Diese Grundspannung setze sich fort in der Spannung zwischen jenen, die hinter dem Wunsch nach Abbau des Klerikalismus und der verstärkten Partizipation von Laien die Gefahr einer Schwächung des Priesteramts befürchten, und jenen, "die darin gerade eine Befreiung des Priestertums von einem verzerrten und letztlich nicht evangeliumsgemäßen Verständnis sehen".
Steinmair-Pösel sprach zudem von Spannungen zwischen jenen, "die mit Blick auf den Wunsch nach einer Öffnung des Evangeliums für Frauen einen Verrat an der kirchlichen Lehre sehen, und jenen, die sich davon erhoffen, dass endlich die biblische Vision einer Kirche als Leib Christi eingelöst wird". Spannungen zeigten sich auch zwischen jenen Positionen, die in einer bedingungslos willkommen heißenden Haltung gegenüber LGBTIQ-Personen, ausgedrückt zum Beispiel in einer Segnung, eine Relativierung der kirchlichen Lehre sehen, und jenen, die darin gerade die Verwirklichung der kirchlichen Sendung sehen, ausnahmslos jedem Menschen die Liebe Gottes zuzusprechen und sie zu begleiten.
Miteinander statt übereinander reden
Es gehe nun aber nicht darum, zu urteilen, ob diese Spannungen gut oder schlecht sind, so die Theologin.
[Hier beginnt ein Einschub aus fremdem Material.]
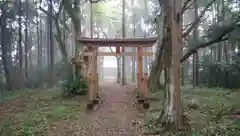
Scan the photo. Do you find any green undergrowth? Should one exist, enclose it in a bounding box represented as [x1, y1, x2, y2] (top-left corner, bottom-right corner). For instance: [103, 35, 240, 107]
[145, 88, 240, 136]
[62, 76, 88, 97]
[0, 89, 86, 136]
Es gehe vielmehr um die Frage, wie man mit diesen Spannungen umgehen soll. Eine Möglichkeit wäre, sie wieder unter den Tisch zu kehren, als ob es sie nicht gäbe. Eine andere bestünde darin, dass sich eine Seite durchsetzt, es also Gewinner und Verlierer gibt. Wieder eine andere Möglichkeit bestünde in der Gründung einer neuen Kirche.
Steinmair-Pösel zeigte sich aber überzeugt: "Die einzig synodale, katholische und nachhaltig friedensstiftende Umgangsweise ist die, dass wir tatsächlich mehr miteinander als übereinander zu reden beginnen, dass wir die jeweils andere Seite nicht abwerten, sondern die berechtigten Anliegen der anderen Person suchen und zu einem versöhnten Miteinander auf einer anderen Ebene kommen". Ergebnis könnte in Folge ein tatsächlicher Konsens sein. Das könnte aber auch die Eröffnung von "Probier-Räumen" sein, bevor es zu einer definitiven Entscheidung kommt. Ebenso könnte es aber auch zu subsidiären Lösungen kommen, so die Theologin. Ihr Fazit: "Wenn uns das gelingt, kann die Kirche tatsächlich zu einer neuen Avantgarde im Umgang mit Spannungen und Konflikten werden."
Polak: Es braucht mehr Theologie
Pastoraltheologin Polak sah in einer Zwischenbilanz eine zu starke Fokussierung auf innerkirchliche Themen. Die führe leider dazu, "dass Themen, die die Sendung der Kirche in der Welt betreffen, vergleichsweise zu kurz kommen", so Polak gegenüber „Kathpress“. Trotzdem sich sehr unterschiedliche Position sehr unvermittelt gegenüberstehen, sei der Wunsch nach einem gemeinsamen Weitergehen breit geäußert worden. Allerdings sei für viele unklar, wie die Unterscheidung vonstattengehen kann. Sie bedauerte, „dass theologische Argumentationen eine marginale bis keine Rolle spielen“.